Tap Turn Passcode On and create a passcode, using the special characters as described above.
Now you’ve got a lengthy passcode that includes non-English characters. Well done!
I love OS X’s ability to print to PDF. I often do it with emails that I want to reference or easily share. What’s really great is that, with OS X Mountain Lion, you can print to PDF and send the result directly to iCloud for instant, near ubiquitous access across your compatible devices. Here’s how to print an email as a PDF and send it to Preview via iCloud.
Find the message you’d like to save and click Print.
The Print sheet appears. Select Save As PDF in the lower left-hand corner.

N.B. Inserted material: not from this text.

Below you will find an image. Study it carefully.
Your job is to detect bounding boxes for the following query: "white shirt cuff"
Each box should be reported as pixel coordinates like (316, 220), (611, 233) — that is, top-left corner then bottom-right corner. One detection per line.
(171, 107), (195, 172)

The Save As sheet appears. Select a destination. In this case, choose iCloud from the drop-down menu.
A new sheet appears. Create a title and fill in the rest as desired. Ensure that iCloud (Preview) is selected.
That’s it. The next time you launch Preview, select Open from the File menu and click iCloud on the resulting window. Your PDF will be waiting for you.
For extra bonus points, you can password-protect your PDF as you create it. Before clicking Save, click Security Options. You can opt to require a password to view, edit or print the resulting PDF. When you try to open the file on Preview, it will require a password as you’ve directed.